Answer :
Certainly! Let's solve the problem step-by-step.
### Step 1: Given Information and Initial Calculations
We are given that [tex]\(\tan \theta = \frac{1}{\sqrt{5}}\)[/tex].
### Step 2: Finding [tex]\(\sec^2 \theta\)[/tex]
We start by recalling the trigonometric identity:
[tex]\[ \sec^2 \theta = 1 + \tan^2 \theta \][/tex]
Since [tex]\(\tan \theta = \frac{1}{\sqrt{5}}\)[/tex], we find:
[tex]\[ \tan^2 \theta = \left(\frac{1}{\sqrt{5}}\right)^2 = \frac{1}{5} \][/tex]

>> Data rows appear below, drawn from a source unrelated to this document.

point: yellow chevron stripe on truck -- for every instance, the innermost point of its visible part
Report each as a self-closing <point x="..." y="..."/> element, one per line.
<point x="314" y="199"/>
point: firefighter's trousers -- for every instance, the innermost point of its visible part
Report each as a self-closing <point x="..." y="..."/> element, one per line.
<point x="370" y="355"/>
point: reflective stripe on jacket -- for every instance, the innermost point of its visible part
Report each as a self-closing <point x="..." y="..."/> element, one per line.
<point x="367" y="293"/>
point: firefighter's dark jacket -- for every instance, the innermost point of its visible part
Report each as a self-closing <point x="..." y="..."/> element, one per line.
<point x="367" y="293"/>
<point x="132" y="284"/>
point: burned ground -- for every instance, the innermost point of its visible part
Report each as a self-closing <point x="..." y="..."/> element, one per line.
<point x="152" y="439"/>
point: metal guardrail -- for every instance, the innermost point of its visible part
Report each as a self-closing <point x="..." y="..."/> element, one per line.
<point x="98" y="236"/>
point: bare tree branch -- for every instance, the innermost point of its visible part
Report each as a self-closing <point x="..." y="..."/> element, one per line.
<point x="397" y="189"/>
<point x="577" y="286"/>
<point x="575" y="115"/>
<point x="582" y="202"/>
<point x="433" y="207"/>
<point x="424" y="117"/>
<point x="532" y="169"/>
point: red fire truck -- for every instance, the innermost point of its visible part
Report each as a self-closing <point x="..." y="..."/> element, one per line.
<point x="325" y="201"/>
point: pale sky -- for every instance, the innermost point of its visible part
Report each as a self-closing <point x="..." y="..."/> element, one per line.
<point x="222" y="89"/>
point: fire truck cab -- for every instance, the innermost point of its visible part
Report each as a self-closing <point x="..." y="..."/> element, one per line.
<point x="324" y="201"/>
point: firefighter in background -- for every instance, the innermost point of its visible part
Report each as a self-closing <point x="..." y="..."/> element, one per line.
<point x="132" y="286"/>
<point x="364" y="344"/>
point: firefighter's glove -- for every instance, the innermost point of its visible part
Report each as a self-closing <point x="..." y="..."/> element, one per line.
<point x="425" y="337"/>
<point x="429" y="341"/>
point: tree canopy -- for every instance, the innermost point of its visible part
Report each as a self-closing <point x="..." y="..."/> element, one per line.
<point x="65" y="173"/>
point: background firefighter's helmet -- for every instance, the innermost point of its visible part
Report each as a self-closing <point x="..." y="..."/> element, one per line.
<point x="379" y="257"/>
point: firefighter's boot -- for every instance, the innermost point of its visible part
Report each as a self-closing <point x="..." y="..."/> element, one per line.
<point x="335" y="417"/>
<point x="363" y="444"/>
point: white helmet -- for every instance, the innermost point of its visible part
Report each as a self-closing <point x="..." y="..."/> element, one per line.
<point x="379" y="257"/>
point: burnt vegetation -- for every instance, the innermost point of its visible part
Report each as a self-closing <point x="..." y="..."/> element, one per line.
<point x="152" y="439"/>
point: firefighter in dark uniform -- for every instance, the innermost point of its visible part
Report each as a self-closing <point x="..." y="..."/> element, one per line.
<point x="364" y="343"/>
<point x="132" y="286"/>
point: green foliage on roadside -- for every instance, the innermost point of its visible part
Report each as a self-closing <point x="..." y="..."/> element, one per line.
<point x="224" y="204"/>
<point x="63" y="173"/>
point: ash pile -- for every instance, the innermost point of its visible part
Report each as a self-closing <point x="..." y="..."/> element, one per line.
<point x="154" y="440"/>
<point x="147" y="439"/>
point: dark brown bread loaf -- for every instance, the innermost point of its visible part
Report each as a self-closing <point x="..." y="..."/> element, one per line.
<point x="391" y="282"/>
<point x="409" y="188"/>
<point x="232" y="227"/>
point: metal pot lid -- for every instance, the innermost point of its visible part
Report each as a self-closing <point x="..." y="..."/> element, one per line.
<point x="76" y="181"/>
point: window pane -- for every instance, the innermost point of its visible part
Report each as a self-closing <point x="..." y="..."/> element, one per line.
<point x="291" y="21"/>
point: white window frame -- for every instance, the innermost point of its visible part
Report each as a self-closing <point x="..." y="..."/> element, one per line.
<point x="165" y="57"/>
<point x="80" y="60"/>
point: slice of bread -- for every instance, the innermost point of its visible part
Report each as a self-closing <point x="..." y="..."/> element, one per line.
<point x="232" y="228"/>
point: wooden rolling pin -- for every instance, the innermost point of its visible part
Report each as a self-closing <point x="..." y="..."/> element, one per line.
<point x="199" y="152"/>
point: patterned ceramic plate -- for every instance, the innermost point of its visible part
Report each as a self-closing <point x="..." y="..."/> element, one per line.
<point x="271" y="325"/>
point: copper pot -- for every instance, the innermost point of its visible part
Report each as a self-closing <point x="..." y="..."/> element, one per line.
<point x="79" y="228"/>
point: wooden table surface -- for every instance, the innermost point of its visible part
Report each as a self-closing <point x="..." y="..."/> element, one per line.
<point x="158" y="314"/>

Next, we compute [tex]\(\sec^2 \theta\)[/tex]:
[tex]\[ \sec^2 \theta = 1 + \frac{1}{5} = \frac{5}{5} + \frac{1}{5} = \frac{6}{5} = 1.2 \][/tex]
### Step 3: Finding [tex]\(\operatorname{cosec}^2 \theta\)[/tex]
We recall another trigonometric identity:
[tex]\[ \operatorname{cosec}^2 \theta = 1 + \cot^2 \theta \][/tex]
Using the fact that:
[tex]\[ \cot \theta = \frac{1}{\tan \theta} = \sqrt{5} \][/tex]
Then, we compute [tex]\(\cot^2 \theta\)[/tex]:
[tex]\[ \cot^2 \theta = (\sqrt{5})^2 = 5 \][/tex]
So, [tex]\(\operatorname{cosec}^2 \theta\)[/tex] is:
[tex]\[ \operatorname{cosec}^2 \theta = 1 + 5 = 6.0 \][/tex]
### Step 4: Calculating the Numerator and Denominator
We need to calculate the expression:
[tex]\[ \frac{\operatorname{cosec}^2 \theta - \sec^2 \theta}{\operatorname{cosec}^2 \theta + \sec^2 \theta} \][/tex]
First, find the numerator:
[tex]\[ \operatorname{cosec}^2 \theta - \sec^2 \theta = 6.0 - 1.2 = 4.8 \][/tex]
Next, find the denominator:
[tex]\[ \operatorname{cosec}^2 \theta + \sec^2 \theta = 6.0 + 1.2 = 7.2 \][/tex]
### Step 5: Finding the Final Expression
Finally, compute the value of the expression:
[tex]\[ \frac{\operatorname{cosec}^2 \theta - \sec^2 \theta}{\operatorname{cosec}^2 \theta + \sec^2 \theta} = \frac{4.8}{7.2} = \frac{2}{3} = 0.6666666666666666 \][/tex]
### Summary
The value of [tex]\(\frac{\operatorname{cosec}^2 \theta - \sec^2 \theta}{\operatorname{cosec}^2 \theta + \sec^2 \theta}\)[/tex] is approximately [tex]\(0.6666666666666666\)[/tex], or [tex]\(\frac{2}{3}\)[/tex].
### Step 1: Given Information and Initial Calculations
We are given that [tex]\(\tan \theta = \frac{1}{\sqrt{5}}\)[/tex].
### Step 2: Finding [tex]\(\sec^2 \theta\)[/tex]
We start by recalling the trigonometric identity:
[tex]\[ \sec^2 \theta = 1 + \tan^2 \theta \][/tex]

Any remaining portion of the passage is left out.